China has once again expressed its aim of reunifying Taiwan with the mainland, though this time with one important word missing.
On Friday, while reading out the Chinese government’s annual work report, Premier Li Keqiang left out the word “peaceful” from Beijing’s usual spiel about reunification.
“We will encourage them to join us in opposing Taiwan independence and promoting China’s reunification,” he said. “With these efforts, we can surely create a beautiful future for the rejuvenation of the Chinese nation.”
While China has never renounced the use of force against Taiwan, the omission still seems a bit ominous considering that Chinese leaders have been putting “peaceful” in front of “reunification” for the past four decades, dating all the way back to Deng Xiaoping.
However, a senior Taiwan official told Reuters that the “peaceful” omission was really nothing to worry about considering that in context Li had still been speaking about a peaceful unification.

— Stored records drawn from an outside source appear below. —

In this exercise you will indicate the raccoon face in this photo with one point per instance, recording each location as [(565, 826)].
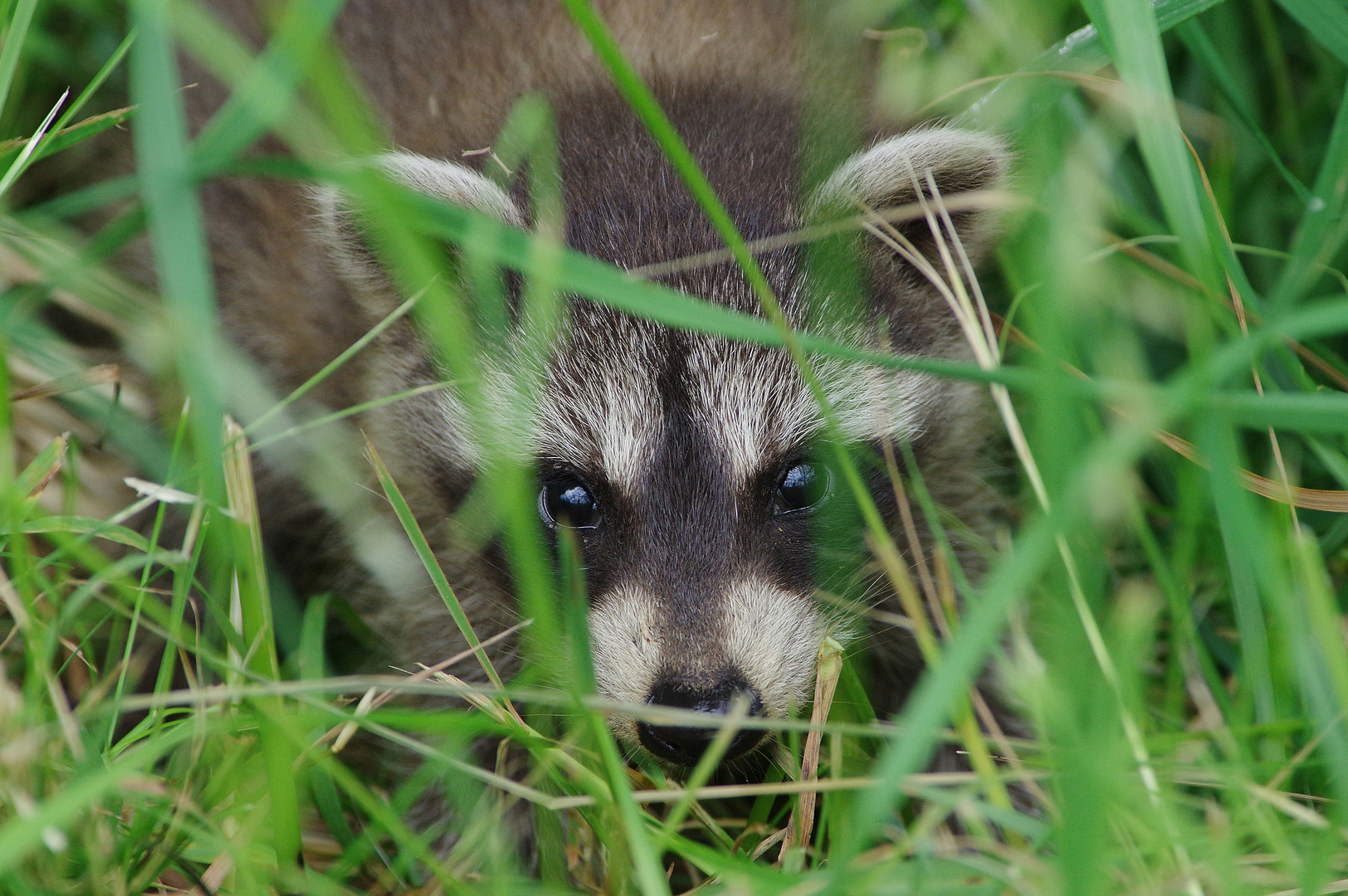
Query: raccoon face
[(685, 465)]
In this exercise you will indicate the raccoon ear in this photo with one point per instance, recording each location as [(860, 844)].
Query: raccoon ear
[(341, 235), (890, 173)]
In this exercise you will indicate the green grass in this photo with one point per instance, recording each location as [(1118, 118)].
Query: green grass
[(1177, 643)]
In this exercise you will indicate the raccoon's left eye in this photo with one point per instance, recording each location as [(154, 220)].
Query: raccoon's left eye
[(568, 503), (803, 487)]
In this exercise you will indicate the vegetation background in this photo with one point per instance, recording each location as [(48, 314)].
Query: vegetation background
[(1173, 280)]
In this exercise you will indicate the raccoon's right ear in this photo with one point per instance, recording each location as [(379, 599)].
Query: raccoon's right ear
[(892, 172), (340, 232)]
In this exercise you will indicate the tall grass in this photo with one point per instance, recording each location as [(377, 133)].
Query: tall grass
[(1168, 609)]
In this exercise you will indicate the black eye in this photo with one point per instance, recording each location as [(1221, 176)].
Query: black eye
[(568, 503), (803, 487)]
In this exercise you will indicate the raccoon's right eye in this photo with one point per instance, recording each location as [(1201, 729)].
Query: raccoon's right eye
[(568, 503), (803, 487)]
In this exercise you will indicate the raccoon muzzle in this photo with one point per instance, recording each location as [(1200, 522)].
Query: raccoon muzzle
[(685, 745)]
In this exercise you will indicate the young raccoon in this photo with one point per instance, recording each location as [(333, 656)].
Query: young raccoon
[(681, 462)]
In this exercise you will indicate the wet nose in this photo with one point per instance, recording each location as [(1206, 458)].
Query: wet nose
[(685, 745)]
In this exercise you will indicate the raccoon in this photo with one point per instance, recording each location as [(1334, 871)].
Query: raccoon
[(681, 464)]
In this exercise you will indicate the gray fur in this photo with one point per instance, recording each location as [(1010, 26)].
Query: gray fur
[(680, 431)]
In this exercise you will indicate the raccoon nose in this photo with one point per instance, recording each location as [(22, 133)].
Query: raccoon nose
[(685, 745)]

Cross-Strait relations remain at a low as Taiwanese President Tsai Ing-wen was inaugurated this week for her second term. In a speech after being sworn in, Tsai again rejected the idea of Chinese rule under a “one country, two systems” framework.
Certainly, it appears that this week’s events won’t do much to win Taiwanese over to such a framework as China has put forward a sweeping new national security law for Hong Kong in order to control anti-government protests in that special administrative region.